What large companies still don’t get about marketing innovation

Though we are fairly well into the internet economy where brands can communicate directly with customers in a variety of ways through social networks, one belief from the old order still holds true: incumbent brands believe that in order to win the hearts and minds of customers, that they can out-market upstarts that gain loyalty through the great products and services they deliver.

There are only a handful of companies that can both make great products and advertising. We continually marvel at products and services from visionary companies like Apple, Google, Uber and others who gain our loyalty the product and service excellence; you can actually feel their dedication.

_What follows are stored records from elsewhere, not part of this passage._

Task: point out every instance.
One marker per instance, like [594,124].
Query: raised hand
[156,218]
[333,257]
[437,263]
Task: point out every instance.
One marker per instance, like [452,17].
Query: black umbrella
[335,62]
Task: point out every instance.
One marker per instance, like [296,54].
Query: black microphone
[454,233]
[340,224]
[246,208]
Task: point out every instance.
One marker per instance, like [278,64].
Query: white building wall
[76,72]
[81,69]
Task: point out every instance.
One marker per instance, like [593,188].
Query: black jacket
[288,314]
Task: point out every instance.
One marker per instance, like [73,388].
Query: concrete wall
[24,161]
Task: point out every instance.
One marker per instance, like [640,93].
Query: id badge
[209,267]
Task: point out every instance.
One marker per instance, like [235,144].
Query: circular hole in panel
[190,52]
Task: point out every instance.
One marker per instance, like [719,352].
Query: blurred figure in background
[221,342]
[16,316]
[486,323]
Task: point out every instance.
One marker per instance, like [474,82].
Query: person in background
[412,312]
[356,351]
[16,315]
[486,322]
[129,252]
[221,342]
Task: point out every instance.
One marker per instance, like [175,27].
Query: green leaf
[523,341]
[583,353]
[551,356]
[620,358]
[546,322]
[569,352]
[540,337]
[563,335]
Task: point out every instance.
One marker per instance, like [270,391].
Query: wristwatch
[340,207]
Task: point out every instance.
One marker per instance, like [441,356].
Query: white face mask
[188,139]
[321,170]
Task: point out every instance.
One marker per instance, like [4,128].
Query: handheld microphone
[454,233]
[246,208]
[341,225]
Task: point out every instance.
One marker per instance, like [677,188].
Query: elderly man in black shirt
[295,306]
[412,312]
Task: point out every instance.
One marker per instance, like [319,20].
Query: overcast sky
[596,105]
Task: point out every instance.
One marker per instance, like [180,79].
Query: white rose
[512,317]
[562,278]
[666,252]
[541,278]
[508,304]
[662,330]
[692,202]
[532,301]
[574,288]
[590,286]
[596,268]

Ok-ness is the enemy of greatness

Advertising is a powerful mechanism incumbents have, but when was the last time you became loyal because of an ad? Much worse, have you ever become loyal to a brand because their crappy product inspired you?

Probably not.

Because businesses like Apple, Google, Nike, Uber, Zappos and others have been able to elevate people’s expectations, crappy products launched with great advertising no longer make the same impact as before. The reason is simple: good enough is not enough.

As Jeff Bezos, founder and CEO of Amazon, says:

“In the old world, you devoted 30% of your time to building a great service and 70% of your time to shouting about it. In the new world, that inverts.”


Using advertising to claim your product is better than others does not make it an innovation; it makes it a me-too. But then again, what most large organizations care about is making a profit, not making great products and services that will capture people’s imaginations. And though the “out-market” strategy still works to stimulate some demand for incumbents hell bent on short-term gains, the products they are launching are “quick hitters” that solve an inconvenience for customers; but customers are not in any way loyal to them.

For businesses that believe that out-marketing is the shortest path to innovation, I have a message for you: advertising is the price you pay for being boring.

The best marketing is when a product and service blows our minds away. It makes us feel different and better, making a lasting impression on us. When this happens, we automatically want to tell everyone about it; provoking the holy grail of marketing: word of mouth.

Bottom line: Though innovation happens when people adopt a product or service, good enough is not enough. People are not stupid, their expectations have been raised by companies that pursue product and service excellence. So out-marketing with an inferior offering does not make you an innovator; it makes you a wannabe.